If two sets of Kraus operators {Ai}1nm and {Bi}1nm represent the same completely positive map Φ, then there exists a unitary operator matrix

$\{U_{ij}\}_{ij}\in \mathbb {C} ^{nm^{2}\times nm^{2}}\quad {\text{such that}}\quad A_{i}=\sum _{j=1}U_{ij}B_{j}.$ This can be viewed as a special case of the result relating two minimal Stinespring representations.

Alternatively, there is an isometry scalar matrix {uij}ijCnm × nm such that

$A_{i}=\sum _{j=1}u_{ij}B_{j}.$ This follows from the fact that for two square matrices M and N, M M* = N N* if and only if M = N U for some unitary U.

### Completely copositive maps

It follows immediately from Choi's theorem that Φ is completely copositive if and only if it is of the form

$\Phi (A)=\sum _{i}V_{i}A^{T}V_{i}^{*}.$ ### Hermitian-preserving maps

Choi's technique can be used to obtain a similar result for a more general class of maps. Φ is said to be Hermitian-preserving if A is Hermitian implies Φ(A) is also Hermitian.

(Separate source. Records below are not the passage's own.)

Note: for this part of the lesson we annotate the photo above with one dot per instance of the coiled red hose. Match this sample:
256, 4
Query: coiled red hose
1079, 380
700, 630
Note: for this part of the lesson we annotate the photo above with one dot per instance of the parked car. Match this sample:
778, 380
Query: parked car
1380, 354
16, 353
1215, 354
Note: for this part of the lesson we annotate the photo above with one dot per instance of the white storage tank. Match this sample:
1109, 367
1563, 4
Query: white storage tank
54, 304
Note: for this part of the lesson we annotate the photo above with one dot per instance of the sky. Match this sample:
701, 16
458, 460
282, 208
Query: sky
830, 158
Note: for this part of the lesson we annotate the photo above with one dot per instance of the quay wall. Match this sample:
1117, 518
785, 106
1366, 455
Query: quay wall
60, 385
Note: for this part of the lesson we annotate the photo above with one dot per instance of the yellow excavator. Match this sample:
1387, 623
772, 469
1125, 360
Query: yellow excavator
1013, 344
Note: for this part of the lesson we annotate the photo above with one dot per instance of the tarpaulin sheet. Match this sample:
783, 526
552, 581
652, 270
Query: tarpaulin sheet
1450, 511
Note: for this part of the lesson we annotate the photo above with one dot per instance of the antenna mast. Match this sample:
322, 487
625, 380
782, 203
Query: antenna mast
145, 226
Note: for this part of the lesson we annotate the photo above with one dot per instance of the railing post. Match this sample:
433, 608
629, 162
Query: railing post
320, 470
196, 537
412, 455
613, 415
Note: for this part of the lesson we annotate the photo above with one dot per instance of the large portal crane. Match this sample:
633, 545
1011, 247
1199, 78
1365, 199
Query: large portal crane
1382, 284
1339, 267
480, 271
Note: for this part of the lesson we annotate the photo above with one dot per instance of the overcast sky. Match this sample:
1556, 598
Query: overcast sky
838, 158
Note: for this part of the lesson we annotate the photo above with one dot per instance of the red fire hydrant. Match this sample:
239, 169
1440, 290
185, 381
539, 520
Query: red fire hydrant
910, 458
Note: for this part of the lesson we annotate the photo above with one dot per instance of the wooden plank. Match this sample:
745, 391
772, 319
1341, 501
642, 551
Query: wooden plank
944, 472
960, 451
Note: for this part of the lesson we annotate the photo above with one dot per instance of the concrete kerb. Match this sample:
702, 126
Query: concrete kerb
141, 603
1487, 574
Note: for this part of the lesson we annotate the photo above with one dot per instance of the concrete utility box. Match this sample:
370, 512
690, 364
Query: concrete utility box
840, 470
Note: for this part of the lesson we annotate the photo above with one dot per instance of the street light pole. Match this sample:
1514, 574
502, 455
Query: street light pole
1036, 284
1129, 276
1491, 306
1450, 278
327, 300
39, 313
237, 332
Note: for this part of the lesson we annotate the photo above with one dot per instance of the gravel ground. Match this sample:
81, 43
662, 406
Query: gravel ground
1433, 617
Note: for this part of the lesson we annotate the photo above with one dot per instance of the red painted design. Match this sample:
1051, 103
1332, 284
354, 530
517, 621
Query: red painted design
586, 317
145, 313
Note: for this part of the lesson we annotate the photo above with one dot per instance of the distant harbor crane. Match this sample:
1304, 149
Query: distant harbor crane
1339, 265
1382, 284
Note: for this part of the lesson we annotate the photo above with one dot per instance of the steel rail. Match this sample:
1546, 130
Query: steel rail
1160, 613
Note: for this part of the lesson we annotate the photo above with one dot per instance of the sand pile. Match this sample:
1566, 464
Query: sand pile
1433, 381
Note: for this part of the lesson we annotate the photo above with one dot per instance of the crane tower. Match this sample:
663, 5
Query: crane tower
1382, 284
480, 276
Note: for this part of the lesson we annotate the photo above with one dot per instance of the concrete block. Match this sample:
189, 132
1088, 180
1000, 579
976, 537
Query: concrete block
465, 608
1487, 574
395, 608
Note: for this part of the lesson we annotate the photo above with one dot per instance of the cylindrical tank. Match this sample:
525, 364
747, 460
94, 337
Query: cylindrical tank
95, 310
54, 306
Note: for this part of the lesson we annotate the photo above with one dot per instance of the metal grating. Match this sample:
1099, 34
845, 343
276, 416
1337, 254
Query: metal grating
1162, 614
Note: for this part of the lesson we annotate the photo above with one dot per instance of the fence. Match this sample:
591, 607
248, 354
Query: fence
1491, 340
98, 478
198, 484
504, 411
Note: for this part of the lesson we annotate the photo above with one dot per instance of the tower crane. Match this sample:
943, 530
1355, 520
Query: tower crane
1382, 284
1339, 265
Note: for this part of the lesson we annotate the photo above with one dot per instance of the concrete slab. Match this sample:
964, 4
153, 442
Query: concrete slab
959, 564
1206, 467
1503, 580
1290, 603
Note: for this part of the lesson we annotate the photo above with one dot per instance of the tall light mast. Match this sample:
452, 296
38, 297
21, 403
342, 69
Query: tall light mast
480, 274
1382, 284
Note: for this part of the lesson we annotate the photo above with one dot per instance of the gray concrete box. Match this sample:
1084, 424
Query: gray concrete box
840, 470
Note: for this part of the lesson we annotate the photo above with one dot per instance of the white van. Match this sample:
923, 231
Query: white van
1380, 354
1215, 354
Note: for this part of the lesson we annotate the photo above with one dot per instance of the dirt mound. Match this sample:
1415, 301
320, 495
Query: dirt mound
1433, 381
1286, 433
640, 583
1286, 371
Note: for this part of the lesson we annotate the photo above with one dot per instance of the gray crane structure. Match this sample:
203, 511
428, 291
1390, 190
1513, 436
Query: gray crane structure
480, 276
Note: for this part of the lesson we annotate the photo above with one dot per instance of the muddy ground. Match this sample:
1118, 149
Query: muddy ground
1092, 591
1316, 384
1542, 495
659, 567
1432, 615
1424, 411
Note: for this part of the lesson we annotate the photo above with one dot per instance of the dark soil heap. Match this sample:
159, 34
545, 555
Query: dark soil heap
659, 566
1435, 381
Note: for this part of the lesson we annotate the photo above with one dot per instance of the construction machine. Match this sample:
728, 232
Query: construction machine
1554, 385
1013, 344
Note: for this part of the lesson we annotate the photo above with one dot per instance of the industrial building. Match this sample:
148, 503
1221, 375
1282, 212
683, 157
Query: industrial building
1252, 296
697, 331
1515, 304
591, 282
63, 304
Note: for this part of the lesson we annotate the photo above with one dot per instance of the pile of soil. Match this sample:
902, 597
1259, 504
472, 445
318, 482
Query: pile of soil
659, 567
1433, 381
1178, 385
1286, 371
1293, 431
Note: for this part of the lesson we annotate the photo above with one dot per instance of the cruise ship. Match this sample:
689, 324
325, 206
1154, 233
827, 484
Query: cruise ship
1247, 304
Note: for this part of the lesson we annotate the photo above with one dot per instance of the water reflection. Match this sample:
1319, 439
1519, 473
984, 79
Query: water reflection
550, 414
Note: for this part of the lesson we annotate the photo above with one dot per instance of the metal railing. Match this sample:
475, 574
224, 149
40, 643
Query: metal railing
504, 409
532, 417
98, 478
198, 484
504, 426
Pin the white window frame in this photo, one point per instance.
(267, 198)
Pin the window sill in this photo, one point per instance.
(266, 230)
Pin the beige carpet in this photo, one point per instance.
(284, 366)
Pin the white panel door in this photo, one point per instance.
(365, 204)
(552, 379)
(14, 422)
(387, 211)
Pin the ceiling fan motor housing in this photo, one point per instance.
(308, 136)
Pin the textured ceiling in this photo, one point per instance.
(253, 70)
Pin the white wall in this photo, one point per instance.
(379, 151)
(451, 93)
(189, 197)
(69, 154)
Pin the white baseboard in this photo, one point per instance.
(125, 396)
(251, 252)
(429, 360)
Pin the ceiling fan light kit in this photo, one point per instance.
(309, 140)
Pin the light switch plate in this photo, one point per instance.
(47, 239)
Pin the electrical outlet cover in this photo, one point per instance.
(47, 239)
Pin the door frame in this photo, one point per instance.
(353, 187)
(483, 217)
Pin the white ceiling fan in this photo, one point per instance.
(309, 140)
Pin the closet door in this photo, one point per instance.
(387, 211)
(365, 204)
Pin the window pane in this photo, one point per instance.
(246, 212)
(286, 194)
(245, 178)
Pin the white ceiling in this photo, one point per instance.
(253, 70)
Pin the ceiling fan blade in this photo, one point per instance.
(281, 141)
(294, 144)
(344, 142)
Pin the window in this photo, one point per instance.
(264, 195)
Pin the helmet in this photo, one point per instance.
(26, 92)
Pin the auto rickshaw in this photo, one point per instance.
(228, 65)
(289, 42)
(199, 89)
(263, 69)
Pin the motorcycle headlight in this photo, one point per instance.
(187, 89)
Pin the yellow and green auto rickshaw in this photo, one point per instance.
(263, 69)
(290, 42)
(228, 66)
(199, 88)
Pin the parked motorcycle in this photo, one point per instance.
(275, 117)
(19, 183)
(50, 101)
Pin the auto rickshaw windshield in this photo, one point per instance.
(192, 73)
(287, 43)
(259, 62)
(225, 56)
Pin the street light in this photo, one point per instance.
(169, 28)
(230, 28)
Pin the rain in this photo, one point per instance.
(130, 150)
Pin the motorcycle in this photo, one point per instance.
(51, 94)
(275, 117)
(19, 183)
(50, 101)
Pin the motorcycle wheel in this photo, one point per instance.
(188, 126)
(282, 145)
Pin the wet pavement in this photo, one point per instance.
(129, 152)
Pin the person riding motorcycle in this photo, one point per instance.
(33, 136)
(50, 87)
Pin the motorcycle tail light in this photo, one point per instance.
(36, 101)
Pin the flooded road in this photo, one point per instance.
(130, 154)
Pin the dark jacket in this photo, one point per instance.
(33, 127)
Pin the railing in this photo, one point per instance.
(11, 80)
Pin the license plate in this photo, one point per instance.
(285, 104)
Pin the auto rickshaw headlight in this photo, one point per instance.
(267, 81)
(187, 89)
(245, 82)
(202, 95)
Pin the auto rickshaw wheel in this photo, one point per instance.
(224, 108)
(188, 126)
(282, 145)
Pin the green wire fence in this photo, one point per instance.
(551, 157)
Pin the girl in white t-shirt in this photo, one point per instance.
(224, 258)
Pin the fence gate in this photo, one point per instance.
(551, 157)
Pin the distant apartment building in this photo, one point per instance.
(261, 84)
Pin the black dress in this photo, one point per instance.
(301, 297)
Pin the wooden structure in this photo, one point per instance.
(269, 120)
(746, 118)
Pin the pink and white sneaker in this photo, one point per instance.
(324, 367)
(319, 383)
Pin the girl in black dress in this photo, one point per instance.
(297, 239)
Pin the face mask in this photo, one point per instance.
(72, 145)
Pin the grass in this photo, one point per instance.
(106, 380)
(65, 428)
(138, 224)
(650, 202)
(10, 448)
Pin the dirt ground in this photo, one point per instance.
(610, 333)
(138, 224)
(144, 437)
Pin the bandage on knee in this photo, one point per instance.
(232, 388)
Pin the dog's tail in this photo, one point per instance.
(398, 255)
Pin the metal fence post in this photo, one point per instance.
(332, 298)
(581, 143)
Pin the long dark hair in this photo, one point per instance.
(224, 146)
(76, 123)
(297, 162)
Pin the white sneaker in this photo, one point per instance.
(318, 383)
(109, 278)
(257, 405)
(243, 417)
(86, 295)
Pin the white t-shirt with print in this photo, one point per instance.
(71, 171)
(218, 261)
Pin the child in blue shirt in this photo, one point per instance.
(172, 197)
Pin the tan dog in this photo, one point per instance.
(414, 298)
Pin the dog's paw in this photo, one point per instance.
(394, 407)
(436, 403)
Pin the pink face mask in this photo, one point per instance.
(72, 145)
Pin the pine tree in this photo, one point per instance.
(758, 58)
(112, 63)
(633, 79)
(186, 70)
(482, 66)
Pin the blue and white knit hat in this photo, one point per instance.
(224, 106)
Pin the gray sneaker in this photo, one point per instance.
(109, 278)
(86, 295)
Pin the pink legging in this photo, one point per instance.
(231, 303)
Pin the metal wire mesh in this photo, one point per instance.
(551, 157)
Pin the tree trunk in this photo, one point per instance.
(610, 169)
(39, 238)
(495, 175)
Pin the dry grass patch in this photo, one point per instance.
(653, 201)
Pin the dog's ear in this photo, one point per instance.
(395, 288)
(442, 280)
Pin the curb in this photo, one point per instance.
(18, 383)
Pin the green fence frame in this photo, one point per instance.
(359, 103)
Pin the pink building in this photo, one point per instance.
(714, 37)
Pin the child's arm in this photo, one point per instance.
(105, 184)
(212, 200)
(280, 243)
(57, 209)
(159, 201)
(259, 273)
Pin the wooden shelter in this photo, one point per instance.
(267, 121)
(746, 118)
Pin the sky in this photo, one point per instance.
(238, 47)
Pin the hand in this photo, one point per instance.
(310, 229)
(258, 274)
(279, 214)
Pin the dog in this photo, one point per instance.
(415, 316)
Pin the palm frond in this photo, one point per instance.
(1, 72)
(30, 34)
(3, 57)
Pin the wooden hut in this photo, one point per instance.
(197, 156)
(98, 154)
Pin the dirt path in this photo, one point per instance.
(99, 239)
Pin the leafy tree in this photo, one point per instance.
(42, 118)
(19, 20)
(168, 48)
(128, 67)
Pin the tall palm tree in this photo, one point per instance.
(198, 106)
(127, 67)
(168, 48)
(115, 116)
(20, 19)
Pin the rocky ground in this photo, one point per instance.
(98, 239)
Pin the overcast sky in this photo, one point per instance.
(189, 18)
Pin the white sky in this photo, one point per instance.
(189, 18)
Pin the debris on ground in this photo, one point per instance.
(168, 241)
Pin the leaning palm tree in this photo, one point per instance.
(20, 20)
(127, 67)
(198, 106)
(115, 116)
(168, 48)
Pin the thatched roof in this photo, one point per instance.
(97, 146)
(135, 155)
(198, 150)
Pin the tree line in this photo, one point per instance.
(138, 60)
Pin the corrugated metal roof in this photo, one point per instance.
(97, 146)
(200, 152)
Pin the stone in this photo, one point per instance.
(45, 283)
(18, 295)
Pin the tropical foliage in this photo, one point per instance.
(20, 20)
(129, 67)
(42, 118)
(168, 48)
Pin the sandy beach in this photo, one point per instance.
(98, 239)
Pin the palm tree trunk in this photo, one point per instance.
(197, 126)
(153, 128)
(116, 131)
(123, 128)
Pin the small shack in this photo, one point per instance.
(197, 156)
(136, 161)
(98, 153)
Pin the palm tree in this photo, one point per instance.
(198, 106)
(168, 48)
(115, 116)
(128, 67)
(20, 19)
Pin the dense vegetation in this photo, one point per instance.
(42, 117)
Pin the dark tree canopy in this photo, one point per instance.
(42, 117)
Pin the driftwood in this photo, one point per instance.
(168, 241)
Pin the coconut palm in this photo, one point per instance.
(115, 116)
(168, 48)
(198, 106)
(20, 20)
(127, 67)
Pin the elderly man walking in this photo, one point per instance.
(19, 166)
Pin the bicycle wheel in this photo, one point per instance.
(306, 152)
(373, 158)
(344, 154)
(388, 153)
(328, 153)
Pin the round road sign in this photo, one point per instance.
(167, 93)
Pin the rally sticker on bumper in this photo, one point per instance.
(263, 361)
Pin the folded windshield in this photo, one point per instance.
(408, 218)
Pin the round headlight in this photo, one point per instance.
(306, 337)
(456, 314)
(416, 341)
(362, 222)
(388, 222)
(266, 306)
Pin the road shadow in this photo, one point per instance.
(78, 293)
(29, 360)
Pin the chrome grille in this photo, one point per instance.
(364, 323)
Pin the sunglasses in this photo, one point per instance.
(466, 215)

One can show Φ is Hermitian-preserving if and only if it is of the form

$\Phi (A)=\sum _{i=1}^{nm}\lambda _{i}V_{i}AV_{i}^{*}$ where λi are real numbers, the eigenvalues of CΦ, and each Vi corresponds to an eigenvector of CΦ. Unlike the completely positive case, CΦ may fail to be positive. Since Hermitian matrices do not admit factorizations of the form B*B in general, the Kraus representation is no longer possible for a given Φ.